The Departed

Scorsese’s back on the meanstreets

When Billy Costigan (Leonardo DiCaprio) joins the Boston State Police Force he is coaxed into an undercover operation that aims at bringing down Irish mob boss Frank Costello (Jack Nicholson). Since Costigan’s family has loose ties to the mob he seems to be the perfect choice for this delicate undertaking. Once accepted into Costello’s inner circle, he learns that Costello has at least one mole within the specialThe Departedinvestigations unit, therefore making him extremely difficult to put behind bars. When several operations are foiled by the respective undercover players, suspicion and paranoia arise within the mob as well as the police force. With lives hanging in the balance and time running out, Costigan as well as Costello’s mole Colin (Matt Damon) desperately try to reveal each others identities.
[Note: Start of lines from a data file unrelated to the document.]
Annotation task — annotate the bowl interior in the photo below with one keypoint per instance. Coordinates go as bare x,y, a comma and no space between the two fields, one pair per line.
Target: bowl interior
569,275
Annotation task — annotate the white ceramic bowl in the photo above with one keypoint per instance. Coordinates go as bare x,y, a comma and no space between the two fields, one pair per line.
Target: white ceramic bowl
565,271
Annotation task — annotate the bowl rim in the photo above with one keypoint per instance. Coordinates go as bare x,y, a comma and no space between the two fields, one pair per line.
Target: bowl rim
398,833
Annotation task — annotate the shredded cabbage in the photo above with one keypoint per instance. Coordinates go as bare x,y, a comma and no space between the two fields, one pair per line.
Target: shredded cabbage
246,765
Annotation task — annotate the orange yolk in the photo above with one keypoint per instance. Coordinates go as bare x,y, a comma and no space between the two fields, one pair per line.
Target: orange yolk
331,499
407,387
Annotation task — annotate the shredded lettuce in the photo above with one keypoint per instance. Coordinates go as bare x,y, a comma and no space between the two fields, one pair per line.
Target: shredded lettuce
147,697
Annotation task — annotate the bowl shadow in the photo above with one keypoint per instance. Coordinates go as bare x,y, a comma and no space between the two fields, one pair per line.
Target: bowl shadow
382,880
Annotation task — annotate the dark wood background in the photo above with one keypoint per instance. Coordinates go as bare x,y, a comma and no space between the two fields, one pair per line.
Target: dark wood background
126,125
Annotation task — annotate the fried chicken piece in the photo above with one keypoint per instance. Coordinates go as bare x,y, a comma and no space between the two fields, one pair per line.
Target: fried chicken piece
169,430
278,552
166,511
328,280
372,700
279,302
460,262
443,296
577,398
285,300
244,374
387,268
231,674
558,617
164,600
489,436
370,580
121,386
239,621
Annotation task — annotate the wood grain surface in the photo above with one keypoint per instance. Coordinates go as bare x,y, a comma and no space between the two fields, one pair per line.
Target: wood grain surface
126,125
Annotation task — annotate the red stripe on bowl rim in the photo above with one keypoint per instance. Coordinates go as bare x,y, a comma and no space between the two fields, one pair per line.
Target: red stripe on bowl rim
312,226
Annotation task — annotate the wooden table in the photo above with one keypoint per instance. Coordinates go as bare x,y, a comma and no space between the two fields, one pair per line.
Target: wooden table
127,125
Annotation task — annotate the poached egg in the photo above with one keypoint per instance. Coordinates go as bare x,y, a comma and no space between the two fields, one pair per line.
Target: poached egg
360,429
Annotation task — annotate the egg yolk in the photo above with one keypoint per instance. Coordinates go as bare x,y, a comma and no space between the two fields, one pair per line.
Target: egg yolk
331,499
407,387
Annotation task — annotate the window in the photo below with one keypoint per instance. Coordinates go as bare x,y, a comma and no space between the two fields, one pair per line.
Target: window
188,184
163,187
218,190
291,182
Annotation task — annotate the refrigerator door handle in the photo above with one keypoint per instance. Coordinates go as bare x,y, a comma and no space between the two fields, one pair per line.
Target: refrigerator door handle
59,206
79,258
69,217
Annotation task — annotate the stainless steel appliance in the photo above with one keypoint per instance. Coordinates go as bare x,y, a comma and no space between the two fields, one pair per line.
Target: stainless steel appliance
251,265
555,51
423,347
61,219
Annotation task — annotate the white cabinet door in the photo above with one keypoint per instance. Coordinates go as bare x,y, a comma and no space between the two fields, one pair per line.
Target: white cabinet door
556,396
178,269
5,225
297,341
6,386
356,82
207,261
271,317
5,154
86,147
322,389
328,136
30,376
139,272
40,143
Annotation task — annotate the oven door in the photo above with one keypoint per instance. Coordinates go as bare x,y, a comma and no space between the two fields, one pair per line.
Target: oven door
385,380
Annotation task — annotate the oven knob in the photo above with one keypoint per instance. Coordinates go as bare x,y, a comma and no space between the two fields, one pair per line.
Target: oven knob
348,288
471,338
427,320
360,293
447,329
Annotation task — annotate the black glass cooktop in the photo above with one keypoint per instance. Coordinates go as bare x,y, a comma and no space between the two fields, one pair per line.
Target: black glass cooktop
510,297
After a short excursion into the historic biopic with The Aviator, Scorsese is finally back in his milieu. That is to say the streets and R-rated movie making. Scorsese, who famously announced that he would never do a remake, rethinks the 2002 Hong Kong thriller Internal Affairs and makes it his own. The trademark visuals and the occasional bursts of violence give this movie its edge and its tense atmosphere which already made Goodfellas and Casino outstanding movies. In his third collaboration with Scorsese, Leonardo DiCaprio gets probably the most intense role and delivers an absolutely staggering (and very mature) performance. It goes without saying that Jack Nicholson as well hits it out of the park as the deliciously twisted Frank Costello. Only Matt Damon seems to be struggling (at times) with working in the shadows of such incredibly talented (and experienced) actors. But this does not really affect an otherwise perfect movie. Being snubbed by the academy during the previous years we say Scorsese really needs to be given some recognition. In the form of a little golden statue.

The Departed is rated R for some really nasty language.